The chilly winter is finally behind us and it's time to think about jumping in the pool. Consider safety as you kick-start the swimming season, not only for children, but also for your pets and other wildlife. According to recent statistics, there are more than 8 million swimming pools in the United States, and an estimated 1 of every 1,027 pets drown in pools each year. Here are some safety tips from the Humane Society of the United States, the American Society for the Prevention of Cruelty to Animals and petplace.com to help you lower the risk of animals drowning in pools. Times staff writer
• Don't leave pets unsupervised in a yard with a pool. Not all dogs are good swimmers.
•Try to keep pets from drinking pool water, which contains chlorine and other chemicals that could cause stomach upset.
•Install a see-through fence around the pool to keep out animals.
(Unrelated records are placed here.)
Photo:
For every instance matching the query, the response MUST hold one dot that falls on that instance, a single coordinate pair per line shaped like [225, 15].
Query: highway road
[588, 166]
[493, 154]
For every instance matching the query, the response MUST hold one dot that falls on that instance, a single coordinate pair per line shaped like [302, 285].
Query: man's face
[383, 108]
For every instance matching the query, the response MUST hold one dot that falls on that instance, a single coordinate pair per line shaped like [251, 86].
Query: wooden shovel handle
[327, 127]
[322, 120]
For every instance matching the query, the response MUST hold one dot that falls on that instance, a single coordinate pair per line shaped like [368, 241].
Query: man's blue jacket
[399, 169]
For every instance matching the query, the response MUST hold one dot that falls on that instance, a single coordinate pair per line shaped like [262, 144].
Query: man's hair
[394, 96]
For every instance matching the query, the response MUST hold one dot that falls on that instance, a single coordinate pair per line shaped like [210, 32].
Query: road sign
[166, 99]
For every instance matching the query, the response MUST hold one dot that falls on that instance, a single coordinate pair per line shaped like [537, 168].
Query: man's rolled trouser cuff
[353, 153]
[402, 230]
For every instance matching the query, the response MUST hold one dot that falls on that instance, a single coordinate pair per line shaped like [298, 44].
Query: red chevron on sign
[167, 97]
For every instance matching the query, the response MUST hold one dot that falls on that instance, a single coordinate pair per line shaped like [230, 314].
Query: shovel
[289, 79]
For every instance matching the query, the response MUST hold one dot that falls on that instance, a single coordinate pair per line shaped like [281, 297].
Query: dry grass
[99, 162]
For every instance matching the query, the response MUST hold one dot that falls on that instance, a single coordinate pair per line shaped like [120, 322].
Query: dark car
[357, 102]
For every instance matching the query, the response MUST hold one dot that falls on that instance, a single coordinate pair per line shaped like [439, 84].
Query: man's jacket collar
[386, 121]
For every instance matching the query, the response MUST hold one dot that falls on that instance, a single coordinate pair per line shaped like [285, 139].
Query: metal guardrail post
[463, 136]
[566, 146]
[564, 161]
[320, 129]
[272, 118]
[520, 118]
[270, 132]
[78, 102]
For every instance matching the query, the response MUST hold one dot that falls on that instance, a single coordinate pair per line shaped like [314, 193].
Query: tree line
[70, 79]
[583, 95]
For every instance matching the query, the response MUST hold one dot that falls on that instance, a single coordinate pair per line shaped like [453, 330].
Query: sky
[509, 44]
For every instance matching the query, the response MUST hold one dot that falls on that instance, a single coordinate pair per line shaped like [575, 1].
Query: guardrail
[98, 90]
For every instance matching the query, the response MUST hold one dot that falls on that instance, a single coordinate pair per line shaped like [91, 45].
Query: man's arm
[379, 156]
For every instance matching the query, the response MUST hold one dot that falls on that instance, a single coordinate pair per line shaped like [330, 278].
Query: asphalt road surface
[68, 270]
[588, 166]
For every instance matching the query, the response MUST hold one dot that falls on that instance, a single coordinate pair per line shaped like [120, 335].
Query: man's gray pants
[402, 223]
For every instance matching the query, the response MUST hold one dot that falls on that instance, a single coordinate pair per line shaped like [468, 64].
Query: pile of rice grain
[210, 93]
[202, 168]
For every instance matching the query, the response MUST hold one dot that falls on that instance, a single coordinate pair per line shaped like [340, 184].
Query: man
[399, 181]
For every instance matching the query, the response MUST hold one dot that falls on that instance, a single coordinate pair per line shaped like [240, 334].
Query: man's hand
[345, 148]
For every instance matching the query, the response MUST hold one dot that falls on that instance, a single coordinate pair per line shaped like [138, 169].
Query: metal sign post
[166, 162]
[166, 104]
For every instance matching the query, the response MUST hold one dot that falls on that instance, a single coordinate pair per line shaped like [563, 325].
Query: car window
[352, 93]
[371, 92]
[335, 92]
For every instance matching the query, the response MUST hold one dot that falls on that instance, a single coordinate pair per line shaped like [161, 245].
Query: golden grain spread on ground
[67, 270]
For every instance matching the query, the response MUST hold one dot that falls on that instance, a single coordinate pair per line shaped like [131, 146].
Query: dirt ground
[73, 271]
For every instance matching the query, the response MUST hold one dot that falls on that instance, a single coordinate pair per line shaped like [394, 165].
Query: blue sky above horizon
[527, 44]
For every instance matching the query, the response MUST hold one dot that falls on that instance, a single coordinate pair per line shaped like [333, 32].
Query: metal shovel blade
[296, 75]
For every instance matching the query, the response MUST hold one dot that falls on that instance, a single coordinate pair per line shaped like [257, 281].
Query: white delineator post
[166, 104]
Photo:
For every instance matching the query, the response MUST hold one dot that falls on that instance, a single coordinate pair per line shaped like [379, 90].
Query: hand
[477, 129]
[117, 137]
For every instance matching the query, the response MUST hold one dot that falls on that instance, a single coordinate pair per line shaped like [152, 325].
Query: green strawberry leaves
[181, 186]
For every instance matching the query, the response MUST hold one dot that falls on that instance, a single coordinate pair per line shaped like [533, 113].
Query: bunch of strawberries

• When building a pool, design lounge ledges along the sides. These are usually just below the water's surface and allow animals shallow areas from which to drink and an easy escape route from the water. Remember to show your dog where the exits are, and teach him or her several times.
• Keep doors to the pool securely closed. Many dogs and cats can nose open doors, so make sure there is no gap between the door jam or sliding glass door runner and the door itself.
• Buy a floating pool alarm device. These float in your pool and go off if the surface of the pool is disturbed. Have it designed so the alarm sounds outside and inside your home. Infrared beams can also alert you.
• Disperse knotted nylon ropes at strategic locations along the sides. Make sure the knot is at the water's surface so the animal can more easily climb out. (This technique only works for climbing animals, such as raccoons, mice and squirrels).
• Install one or more water-exit devices such as the Skamper-Ramp (www. skamper-ramp.com/home.asp?pid=1) or Frog Log (www.froglog.us/). Both are buoyant devices that are placed in the water along the pool's edge and allow animals to get out on their own. Because of their white color they are highly visible to animals.
• Make sure your pool's chemical balance is correct to keep your pets from getting sick.
•Hose down your dog with freshwater after playtime to get the chlorine out of the fur.